BOY TRAPPED

Where the inside of my mind leaks onto the screen.

Thursday, May 10, 2012

What Makes a Home?

Due to some road closures, Adam and I ended up taking a different route home from school yesterday.  Fairly confident I could get us through my old neighborhood without too many wrong turns, I chose Wakefield Way as our alternate.

"Do you want to see where Mommy used to live?" I asked him.

"Sure.  Did I ever live there?"

"Nope.  Mom lived here when she was just a little girl.  Like your age."

"Did Aunt Michelle live there?"

"Yep."  (But if he'd asked, "Did Jack live there?" that answer would have been no.)

I tried to think of some great story that happened while I lived in that house, something by which I could define an era, but I quickly realized I could think of very little.

I had a birthday party once.  I sat at the kitchen table making stained glass trinkets with a few neighborhood friends.

I stepped on a nail when my dad was finishing the space above the garage.  It went through my white Keds shoe and right into my foot.  I had to get a tetnus shot.

My sisters and I turned the basement into a school room.  I gave them homework and kept grades and everything.

And that's about it.  The rest of my memories of that time period happened elsewhere.  School.  Friends' houses.  Dance.  Piano.  Church.  Arizona or Idaho.  The 215 and I-15 from Kearns to Sandy.  It seems very little of my life actually had to do with home.

I guess for me, home has always been that place where you keep your stuff, where you rush in for a meal and a bit of respite with your family, where you sleep.  Home is for relaxing.  For breaks.

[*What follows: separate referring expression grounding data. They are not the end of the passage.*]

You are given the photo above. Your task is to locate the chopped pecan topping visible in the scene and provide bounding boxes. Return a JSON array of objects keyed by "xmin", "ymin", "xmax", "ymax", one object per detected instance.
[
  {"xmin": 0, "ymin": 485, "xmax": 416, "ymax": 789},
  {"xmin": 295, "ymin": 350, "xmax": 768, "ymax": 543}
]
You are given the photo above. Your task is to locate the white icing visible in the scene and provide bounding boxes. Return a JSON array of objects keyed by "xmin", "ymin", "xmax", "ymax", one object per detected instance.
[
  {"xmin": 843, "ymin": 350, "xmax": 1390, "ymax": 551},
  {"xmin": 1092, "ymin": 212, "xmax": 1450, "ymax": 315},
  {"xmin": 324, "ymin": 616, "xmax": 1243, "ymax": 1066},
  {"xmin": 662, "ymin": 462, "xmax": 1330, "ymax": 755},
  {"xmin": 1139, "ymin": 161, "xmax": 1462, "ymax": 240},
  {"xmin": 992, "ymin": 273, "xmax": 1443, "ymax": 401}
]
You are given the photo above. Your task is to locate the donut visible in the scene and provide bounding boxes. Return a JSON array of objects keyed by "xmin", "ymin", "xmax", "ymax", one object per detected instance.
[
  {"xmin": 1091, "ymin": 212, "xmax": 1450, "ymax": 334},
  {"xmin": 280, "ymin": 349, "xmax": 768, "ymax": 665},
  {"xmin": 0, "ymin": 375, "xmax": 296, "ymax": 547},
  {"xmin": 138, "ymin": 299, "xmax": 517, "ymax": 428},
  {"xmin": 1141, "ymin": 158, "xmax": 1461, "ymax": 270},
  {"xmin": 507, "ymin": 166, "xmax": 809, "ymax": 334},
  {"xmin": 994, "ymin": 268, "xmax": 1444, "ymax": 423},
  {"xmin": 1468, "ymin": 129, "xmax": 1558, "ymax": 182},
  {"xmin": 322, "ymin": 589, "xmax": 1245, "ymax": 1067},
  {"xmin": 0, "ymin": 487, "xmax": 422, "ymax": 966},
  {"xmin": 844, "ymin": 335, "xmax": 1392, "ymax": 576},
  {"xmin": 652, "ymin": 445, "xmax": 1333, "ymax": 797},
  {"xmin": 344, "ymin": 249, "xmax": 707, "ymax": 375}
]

But when it comes to living, to making memories, it seems like I usually did that somewhere else.  And at first, I thought the connection to "adult me" was all too apparent.  Some of my favorite memories with the kids are of camping, vacations, moments at school, performances, rehearsals, time spent at the park.  It's true that I like being on the go.

(Thanks, Google Street View for a picture of my own house. )
But I can also look and see that I've managed to form plenty of memories within the walls of this home.  This is where all my babies learned to walk and talk.  This is where our friends come to play games.  This is the home we've shared with various friends and family.  This is the home I've painted and decorated and repainted and redecorated.

Yes, it's still a dropping point for me.  Yes, I'm still usually anxious to get back out there.  But I'm grateful to have so much more than just a house.  I'm grateful to be home.